The Case of Campaign Contributions

and Iraq Reconstruction Contracts

 

By Jack Glaser

Assistant Professor

Goldman School of Public Policy

UC Berkeley

 

This article appeared in the March 2004 PolicyMatters (Vol. 1, Issue 1, pp. 55-57)

(http://www.policy-matters.org/)

 

 


In his November 11, 2003 column in the New York Times, David Brooks provided a nice illustration of how misleading statistics can be.  Brooks cited an analysis reported by Daniel Drezner on Slate.com (Nov. 3, 2003) to conclude that "there is no statistically significant correlation" between the size of campaign contributions to President Bush and the size of contracts awarded to companies working in Iraq.  Drezner, asserting that the Center for Public Integrity, whose dataset he used, “has no evidence to support its allegations” of political favoritism, reports a correlation of .192 (small to medium in size by scientific standards) with a sample size of 70.  When Brooks and Drezner say the correlation is “not statistically significant,” they mean that it does not meet a conventional standard used to determine if a result should be relied upon.

 

Usually, we use a five percent chance of a false positive result as our cutoff, somewhat arbitrarily, to call something "statistically significant.”  This vaunted “p<.05” basically means that, based on the size of the effect and the size of the sample from which it was calculated, there is less than a .05 probability that the observed relation (correlation, difference in averages or percentages, etc.) one has obtained is merely due to chance, perhaps poor sampling, as opposed to reflecting a real state of affairs in the population in which one is interested. There seems to be something about a one-in-twenty chance that people are comfortable with.

 

The significance level for Drezner’s .192 correlation would be .056[1] (meaning a 5.6% chance that the relation observed in the sample does not reflect a real one in the population).  But it is irresponsible to utterly dismiss a finding that comes that close.  There is no magical difference between a .05 probability and a .056 probability!  Would you disregard a result with a p-value of .051, but take your .049 to the bank?

 

Policy analysts should be especially wary of falling prey to .05 demagoguery.

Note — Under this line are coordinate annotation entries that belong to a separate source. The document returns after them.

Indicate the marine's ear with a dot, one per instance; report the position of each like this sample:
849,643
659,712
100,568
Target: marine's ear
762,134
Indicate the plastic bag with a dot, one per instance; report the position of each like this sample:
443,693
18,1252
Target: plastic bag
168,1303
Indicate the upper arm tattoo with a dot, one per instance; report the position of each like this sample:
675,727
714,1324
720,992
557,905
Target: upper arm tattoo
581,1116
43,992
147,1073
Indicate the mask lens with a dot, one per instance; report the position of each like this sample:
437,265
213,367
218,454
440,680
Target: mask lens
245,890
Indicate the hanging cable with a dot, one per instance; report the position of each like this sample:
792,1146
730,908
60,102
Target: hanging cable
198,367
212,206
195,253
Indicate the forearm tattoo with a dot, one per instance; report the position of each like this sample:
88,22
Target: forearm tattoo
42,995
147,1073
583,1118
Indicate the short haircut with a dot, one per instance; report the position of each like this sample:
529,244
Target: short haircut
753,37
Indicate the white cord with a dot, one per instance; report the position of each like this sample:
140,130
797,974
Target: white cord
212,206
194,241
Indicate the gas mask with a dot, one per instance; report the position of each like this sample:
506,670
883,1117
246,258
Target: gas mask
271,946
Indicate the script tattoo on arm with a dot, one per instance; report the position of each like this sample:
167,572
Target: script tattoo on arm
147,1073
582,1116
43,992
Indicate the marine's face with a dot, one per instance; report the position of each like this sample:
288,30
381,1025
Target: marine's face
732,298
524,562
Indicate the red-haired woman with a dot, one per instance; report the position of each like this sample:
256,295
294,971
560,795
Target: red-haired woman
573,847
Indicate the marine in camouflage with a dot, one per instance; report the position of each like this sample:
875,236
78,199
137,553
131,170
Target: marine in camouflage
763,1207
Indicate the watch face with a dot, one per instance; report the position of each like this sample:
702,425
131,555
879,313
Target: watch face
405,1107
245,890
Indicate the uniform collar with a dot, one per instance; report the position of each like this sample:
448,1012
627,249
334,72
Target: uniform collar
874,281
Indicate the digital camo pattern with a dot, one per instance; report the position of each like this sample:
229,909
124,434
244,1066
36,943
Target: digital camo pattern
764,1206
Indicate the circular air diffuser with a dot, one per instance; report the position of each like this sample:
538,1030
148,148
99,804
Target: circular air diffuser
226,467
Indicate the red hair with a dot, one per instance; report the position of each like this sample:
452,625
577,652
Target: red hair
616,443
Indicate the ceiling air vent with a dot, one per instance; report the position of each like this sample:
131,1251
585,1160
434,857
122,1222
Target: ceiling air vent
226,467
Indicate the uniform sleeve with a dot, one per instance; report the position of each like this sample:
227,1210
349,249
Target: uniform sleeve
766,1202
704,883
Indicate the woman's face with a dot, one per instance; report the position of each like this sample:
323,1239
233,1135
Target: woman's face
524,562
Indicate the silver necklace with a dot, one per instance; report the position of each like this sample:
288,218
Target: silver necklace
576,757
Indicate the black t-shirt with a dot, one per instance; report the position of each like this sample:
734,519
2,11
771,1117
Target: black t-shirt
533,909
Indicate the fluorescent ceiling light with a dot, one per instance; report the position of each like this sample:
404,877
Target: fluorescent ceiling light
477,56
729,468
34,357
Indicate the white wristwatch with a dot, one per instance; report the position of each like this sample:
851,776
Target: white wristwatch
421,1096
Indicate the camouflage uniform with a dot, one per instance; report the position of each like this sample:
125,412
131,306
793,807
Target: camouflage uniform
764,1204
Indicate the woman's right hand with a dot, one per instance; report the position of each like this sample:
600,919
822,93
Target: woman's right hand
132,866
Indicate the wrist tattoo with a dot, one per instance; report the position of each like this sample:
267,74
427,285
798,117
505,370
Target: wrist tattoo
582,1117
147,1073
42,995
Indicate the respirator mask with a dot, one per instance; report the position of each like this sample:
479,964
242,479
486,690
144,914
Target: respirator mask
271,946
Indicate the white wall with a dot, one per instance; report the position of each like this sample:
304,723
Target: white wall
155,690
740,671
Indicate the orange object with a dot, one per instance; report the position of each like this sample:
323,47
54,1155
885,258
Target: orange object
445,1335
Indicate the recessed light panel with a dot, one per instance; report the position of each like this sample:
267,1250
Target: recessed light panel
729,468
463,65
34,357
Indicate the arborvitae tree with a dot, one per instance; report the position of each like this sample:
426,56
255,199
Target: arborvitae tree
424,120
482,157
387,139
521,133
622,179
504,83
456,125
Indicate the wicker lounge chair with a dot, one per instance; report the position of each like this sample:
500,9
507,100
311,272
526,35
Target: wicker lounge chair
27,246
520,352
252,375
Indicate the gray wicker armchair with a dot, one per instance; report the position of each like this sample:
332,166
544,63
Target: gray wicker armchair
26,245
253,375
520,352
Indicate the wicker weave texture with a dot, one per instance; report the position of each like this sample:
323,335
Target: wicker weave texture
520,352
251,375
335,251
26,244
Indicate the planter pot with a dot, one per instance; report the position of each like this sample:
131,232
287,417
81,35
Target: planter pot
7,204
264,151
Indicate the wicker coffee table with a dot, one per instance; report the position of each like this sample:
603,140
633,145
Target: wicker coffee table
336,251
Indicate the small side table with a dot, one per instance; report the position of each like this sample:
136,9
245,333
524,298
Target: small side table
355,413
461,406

Our samples are often small, and smaller samples have higher p-values.  It is our job to make accurate assessments and projections, and significance testing is useful in giving us a sense of the confidence we can have in our results, but it should not necessarily lead us to reject useful information based on inflexible adherence to an arbitrary standard.  On the other side of the spectrum, many samples are so large that even trivial effects are “statistically significant,” but they may not be meaningful.  Rigid use of the p<.05 criterion to determine if something is worth reporting can prove misleading under these conditions as well.

 

The eminent psychologist and statistician, Jacob Cohen, in fact, published a forceful essay challenging the orthodoxy of the .05 criterion.  He titled the paper, with tongue firmly planted in cheek, “The Earth is Round (p<.05).”  As a result of efforts by Cohen and other respected statisticians, social scientists are moving away from an over-reliance on p-values, focusing increasingly on the actual size of the effects in question, whether or not they replicate, and other approaches.

 

Brooks’s second-hand report skipped over the correlation coefficient, so those who don’t read Slate didn’t even have a chance, unless they went snooping, to judge the effect size for themselves or see just how not statistically significant it was.  This further illustrates the pitfalls of judging results by the dichotomous standard of whether the p-value is greater than or less than .05.  Once an effect gets tagged “not significant” it loses all nuance.

 

Having said all that, the point is somewhat moot.  Huh?  Why?  Because in Drezner's analysis he was not really working with a "sample" but rather with the data from essentially the whole "population" (or very close to it) of contractors working in Iraq.  Remember, the point of significance testing – of calculating that p-value – is to generate an estimate of how likely it is that the result observed in the sample is representative of the population.  So with population data it is meaningless to engage in this kind of significance testing.  The correlation is what it is.  The one in question, .192, is not huge (indeed there must be many other factors, such as appropriateness of capabilities and negotiating skills, that predict contract size) but it's clearly greater than zero.

 

People who question that there is a quid pro quo in Iraq reconstruction contracting would be well advised to conduct an analysis that takes into account the size of the companies in question.  Bigger companies are more likely to give bigger contributions and get bigger contracts (although General Electric is a gargantuan company that made mammoth campaign contributions but got relatively small contracts, perhaps merely due to a mismatch of capabilities and needs, so that may undermine such an attempt).

 

There must be many factors that contribute to whether or not a company is awarded a contract and the size of the contract.  Careful consideration of such factors might indeed explain away any observed correlation between campaign contribution and contract size.  But until then the most reasonable interpretation of Drezner’s result as reported in Slate (and misused in The New York Times and elsewhere) is simply that there is a relation between campaign contributions and contract size, and it should not be so readily dismissed by statistical sleight (or Slate?) of hand.



[1] This is a “one-tailed” p-value, which is appropriate because there is a clear, a priori directional claim (that the correlation is greater than zero) that is being tested.